There’s only one way LACMA knows to enjoy a weekend—with live music, stunning film, and world-class art—and this week is no exception. On Friday the Tom Rizzo Group takes center stage at Jazz at LACMA. Guitarist Tom Rizzo helms this bebop-based jazz group, recognized by their dulcet tones and pulsing rhythms. Jazz at LACMA is, as always, free and open to the public. Then, in the Bing Theater, the brief but beautiful film series The Image of Mexico: Multiple Visions presents works by Mexican cinematographer Gabriel Figueroa and his legacy, as seen in the exhibition Under the Mexican Sky: Gabriel Figueroa—Art and Film. See Redes at 7:30 pm, a fascinating and influential artifact, and Let’s Go with Pancho Villa at 8:45 pm, a production with epic proportions.
On Saturday museum patrons are invited to join any of the half-dozen free tours offered throughout the day, including a walk-through of one of our newest exhibitions See the Light: Photography, Perception, Cognition—The Marjorie and Leonard Vernon Collection.

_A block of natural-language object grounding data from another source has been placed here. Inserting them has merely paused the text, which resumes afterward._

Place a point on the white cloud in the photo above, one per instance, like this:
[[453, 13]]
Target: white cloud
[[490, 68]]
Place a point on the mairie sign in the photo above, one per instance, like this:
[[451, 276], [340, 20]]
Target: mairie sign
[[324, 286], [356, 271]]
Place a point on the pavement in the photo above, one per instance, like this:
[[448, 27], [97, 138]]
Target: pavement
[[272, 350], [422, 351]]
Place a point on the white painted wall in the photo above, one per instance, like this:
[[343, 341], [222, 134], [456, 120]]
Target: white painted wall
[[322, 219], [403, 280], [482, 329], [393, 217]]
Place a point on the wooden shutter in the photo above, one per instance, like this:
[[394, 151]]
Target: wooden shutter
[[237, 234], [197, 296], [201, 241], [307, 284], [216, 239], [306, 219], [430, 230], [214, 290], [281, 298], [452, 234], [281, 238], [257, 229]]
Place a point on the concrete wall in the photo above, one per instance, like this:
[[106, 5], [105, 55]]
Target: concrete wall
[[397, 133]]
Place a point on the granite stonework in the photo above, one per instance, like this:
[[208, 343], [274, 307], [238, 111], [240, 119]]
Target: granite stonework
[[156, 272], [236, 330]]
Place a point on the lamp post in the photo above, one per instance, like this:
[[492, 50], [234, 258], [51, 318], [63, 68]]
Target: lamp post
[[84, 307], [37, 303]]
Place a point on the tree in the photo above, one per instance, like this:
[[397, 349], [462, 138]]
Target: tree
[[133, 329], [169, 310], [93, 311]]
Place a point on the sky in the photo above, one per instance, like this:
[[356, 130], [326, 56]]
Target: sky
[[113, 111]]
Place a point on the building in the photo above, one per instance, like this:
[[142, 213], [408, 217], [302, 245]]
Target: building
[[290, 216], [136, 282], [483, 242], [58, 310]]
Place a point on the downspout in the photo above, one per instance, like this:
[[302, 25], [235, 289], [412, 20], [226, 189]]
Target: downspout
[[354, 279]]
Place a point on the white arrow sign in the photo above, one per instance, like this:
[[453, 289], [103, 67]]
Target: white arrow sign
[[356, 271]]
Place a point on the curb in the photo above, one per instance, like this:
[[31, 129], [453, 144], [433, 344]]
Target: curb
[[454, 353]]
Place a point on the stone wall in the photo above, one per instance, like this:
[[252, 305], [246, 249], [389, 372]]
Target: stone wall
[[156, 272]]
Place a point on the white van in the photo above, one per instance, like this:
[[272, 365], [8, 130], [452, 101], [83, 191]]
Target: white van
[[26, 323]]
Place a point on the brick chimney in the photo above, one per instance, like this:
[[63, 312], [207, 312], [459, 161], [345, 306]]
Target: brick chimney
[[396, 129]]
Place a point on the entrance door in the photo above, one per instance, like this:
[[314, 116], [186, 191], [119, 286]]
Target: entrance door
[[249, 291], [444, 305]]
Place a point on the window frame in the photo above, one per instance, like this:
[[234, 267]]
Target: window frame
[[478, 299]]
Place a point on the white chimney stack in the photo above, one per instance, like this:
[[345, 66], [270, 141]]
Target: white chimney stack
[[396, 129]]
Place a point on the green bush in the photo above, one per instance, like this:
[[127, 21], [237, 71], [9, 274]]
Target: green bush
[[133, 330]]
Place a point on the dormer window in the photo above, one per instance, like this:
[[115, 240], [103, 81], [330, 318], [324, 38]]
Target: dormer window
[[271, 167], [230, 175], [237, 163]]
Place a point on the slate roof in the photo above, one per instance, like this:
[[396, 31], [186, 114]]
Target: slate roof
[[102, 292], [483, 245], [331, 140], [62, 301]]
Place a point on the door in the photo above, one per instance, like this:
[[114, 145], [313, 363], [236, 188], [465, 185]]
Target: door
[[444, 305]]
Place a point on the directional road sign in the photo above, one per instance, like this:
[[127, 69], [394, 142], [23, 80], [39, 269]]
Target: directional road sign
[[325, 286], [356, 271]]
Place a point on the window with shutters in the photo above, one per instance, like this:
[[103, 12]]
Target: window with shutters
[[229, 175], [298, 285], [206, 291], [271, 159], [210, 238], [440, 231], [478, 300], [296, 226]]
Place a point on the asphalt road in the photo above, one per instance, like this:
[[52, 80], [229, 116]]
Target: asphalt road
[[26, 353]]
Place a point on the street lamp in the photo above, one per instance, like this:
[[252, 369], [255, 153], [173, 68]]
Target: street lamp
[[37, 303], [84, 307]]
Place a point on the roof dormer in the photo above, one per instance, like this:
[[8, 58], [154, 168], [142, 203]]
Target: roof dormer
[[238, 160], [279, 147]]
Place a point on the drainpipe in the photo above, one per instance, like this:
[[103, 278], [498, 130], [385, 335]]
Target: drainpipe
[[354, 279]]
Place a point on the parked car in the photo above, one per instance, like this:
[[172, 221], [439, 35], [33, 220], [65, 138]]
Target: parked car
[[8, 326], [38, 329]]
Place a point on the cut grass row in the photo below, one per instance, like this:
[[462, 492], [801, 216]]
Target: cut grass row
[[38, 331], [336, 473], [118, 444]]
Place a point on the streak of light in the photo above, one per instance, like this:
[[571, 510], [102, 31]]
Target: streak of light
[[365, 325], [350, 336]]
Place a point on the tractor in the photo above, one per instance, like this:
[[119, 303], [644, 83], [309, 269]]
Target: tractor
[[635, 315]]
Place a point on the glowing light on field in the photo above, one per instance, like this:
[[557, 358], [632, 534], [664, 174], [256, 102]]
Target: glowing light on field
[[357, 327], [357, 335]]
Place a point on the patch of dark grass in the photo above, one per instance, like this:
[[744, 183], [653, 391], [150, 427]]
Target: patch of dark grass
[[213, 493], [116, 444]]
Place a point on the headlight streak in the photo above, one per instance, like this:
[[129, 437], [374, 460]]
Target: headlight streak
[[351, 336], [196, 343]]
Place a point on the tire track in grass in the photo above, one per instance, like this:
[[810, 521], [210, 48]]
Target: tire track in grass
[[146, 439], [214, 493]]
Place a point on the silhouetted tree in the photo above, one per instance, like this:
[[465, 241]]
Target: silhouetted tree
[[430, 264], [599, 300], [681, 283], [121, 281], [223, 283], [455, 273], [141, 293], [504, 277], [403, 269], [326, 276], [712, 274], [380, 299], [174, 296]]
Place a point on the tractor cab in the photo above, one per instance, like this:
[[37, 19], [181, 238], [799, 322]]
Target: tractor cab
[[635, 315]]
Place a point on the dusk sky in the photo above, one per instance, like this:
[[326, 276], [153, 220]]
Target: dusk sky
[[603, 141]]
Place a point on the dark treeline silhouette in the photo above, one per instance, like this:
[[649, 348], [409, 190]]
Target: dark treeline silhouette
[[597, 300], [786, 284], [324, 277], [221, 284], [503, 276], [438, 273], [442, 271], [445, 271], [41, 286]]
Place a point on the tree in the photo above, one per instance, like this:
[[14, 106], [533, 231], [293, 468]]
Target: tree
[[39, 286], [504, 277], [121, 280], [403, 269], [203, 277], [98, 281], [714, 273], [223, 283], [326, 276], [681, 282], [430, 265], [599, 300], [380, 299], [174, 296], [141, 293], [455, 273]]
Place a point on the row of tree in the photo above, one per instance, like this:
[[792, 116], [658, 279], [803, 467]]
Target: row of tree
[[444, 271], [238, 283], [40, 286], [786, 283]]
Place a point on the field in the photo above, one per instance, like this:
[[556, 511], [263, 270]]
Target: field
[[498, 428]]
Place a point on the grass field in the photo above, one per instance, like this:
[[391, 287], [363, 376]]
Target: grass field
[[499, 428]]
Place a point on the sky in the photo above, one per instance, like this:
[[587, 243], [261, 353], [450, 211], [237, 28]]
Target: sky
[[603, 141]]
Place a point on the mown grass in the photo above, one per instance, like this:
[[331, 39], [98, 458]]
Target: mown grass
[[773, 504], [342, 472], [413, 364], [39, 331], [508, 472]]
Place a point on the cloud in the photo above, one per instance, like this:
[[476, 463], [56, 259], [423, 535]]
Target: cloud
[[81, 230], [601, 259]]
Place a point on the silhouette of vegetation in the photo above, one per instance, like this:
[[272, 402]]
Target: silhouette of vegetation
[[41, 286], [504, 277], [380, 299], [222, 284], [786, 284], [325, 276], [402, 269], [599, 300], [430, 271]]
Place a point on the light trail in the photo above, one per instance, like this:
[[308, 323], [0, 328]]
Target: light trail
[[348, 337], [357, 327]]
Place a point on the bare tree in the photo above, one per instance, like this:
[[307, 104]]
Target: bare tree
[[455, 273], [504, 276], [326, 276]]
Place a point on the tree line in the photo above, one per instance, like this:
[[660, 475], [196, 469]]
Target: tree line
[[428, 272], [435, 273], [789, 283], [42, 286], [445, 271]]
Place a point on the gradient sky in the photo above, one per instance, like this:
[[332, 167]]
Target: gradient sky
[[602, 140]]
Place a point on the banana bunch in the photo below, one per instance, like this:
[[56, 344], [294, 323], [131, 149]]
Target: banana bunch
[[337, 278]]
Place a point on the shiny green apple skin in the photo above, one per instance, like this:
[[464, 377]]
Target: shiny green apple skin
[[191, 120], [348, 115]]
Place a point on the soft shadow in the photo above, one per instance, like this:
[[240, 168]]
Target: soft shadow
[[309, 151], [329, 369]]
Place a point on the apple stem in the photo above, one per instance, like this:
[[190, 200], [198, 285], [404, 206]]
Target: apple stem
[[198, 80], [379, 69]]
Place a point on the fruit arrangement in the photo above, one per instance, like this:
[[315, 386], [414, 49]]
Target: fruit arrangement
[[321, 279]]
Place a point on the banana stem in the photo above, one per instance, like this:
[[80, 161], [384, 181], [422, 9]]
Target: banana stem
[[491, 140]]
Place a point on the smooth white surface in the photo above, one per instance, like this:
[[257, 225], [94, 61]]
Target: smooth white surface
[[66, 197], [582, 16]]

While you’re exploring the collection, don’t miss David Hockney: Seven Yorkshire Landscape Videos, 2011, Lingering Dreams: Japanese Painting of the 17th Century, and Down to Earth: Modern Artists and the Land, before Land Art. In the evening, The Image of Mexico film series concludes with the hallucinatory ¡Que viva México! at 5 pm, and then the tribute documentary Multiple Visions—The Crazy Machine at 7:30 pm (both screenings are free).
Finally, on Sunday families are invited to join in this week’s edition of Andell Family Sundays beginning at 12:30 pm. For the month of November children and their parents are looking at and creating their own interpretations of animals in Japanese art in the form of scrolls and screens. Later in the day, Sundays Live presents the Young Musicians Foundation Debut Orchestra with pieces from Arvo Pärt, Darius Milhaud, and Wolfgang Amadeus Mozart. Topping it all off, Film Independent at LACMA hosts a free members-only screening of Eastbound & Down, the HBO television comedy about to reach its finale. This is what we call a weekend done right.